Advancing Additive Manufacturing through Deep Learning: A Comprehensive Review of Current Progress and Future Challenges
Amirul Islam Saimon, Emmanuel Yangue, Xiaowei Yue, Zhenyu James Kong, Chenang Liu
TL;DR
This paper provides the first PRISMA-guided, comprehensive review of deep learning applications in additive manufacturing, organizing the literature into design for AM (DfAM), DL-driven AM modeling, and DL-driven process monitoring and control across seven AM categories. It identifies key DL trends, including generative models for design, physics-informed networks to reduce data requirements, and 3D point-cloud approaches for in-situ monitoring, while highlighting data-related challenges and uncertainty. The authors propose a conceptual framework and actionable directions to generalize DL to complex geometries, manage data quality and uncertainty, and improve interpretability. The work aims to guide researchers and industry practitioners in deploying DL across the AM lifecycle and to illuminate gaps for future research and standardization.
Abstract
This paper presents the first comprehensive literature review of deep learning (DL) applications in additive manufacturing (AM). It addresses the need for a thorough analysis in this rapidly growing yet scattered field, aiming to bring together existing knowledge and encourage further development. Our research questions cover three major areas of AM: (i) design for AM, (ii) AM modeling, and (iii) monitoring and control in AM. We use a step-by-step approach following the Preferred Reporting Items for Systematic Reviews and Meta-Analyses (PRISMA) guidelines to select papers from Scopus and Web of Science databases, aligning with our research questions.
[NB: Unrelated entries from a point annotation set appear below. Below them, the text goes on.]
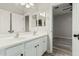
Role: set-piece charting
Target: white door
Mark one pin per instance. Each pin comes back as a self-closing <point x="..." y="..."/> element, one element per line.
<point x="18" y="23"/>
<point x="75" y="31"/>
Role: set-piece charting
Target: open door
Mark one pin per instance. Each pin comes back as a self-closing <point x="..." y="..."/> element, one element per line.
<point x="75" y="30"/>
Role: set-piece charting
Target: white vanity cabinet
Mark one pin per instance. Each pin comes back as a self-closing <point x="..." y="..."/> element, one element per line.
<point x="17" y="50"/>
<point x="36" y="47"/>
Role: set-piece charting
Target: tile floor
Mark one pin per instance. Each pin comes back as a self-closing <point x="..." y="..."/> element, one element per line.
<point x="62" y="47"/>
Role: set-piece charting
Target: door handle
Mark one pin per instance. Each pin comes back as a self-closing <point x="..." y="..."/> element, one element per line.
<point x="76" y="35"/>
We include only those papers that implement DL across seven major AM categories - binder jetting, directed energy deposition, material extrusion, material jetting, powder bed fusion, sheet lamination, and vat photopolymerization. Our analysis reveals a trend towards using deep generative models, such as generative adversarial networks, for generative design in AM. It also highlights an increasing effort to incorporate process physics into DL models to improve AM process modeling and reduce data requirements. Additionally, there is growing interest in using 3D point cloud data for AM process monitoring, alongside traditional 1D and 2D formats. Finally, this paper summarizes the current challenges and recommends some of the promising opportunities in this domain for further investigation with a special focus on (i) generalizing DL models for a wide range of geometry types, (ii) managing uncertainties both in AM data and DL models, (iii) overcoming limited, imbalanced, and noisy AM data issues by incorporating deep generative models, and (iv) unveiling the potential of interpretable DL for AM.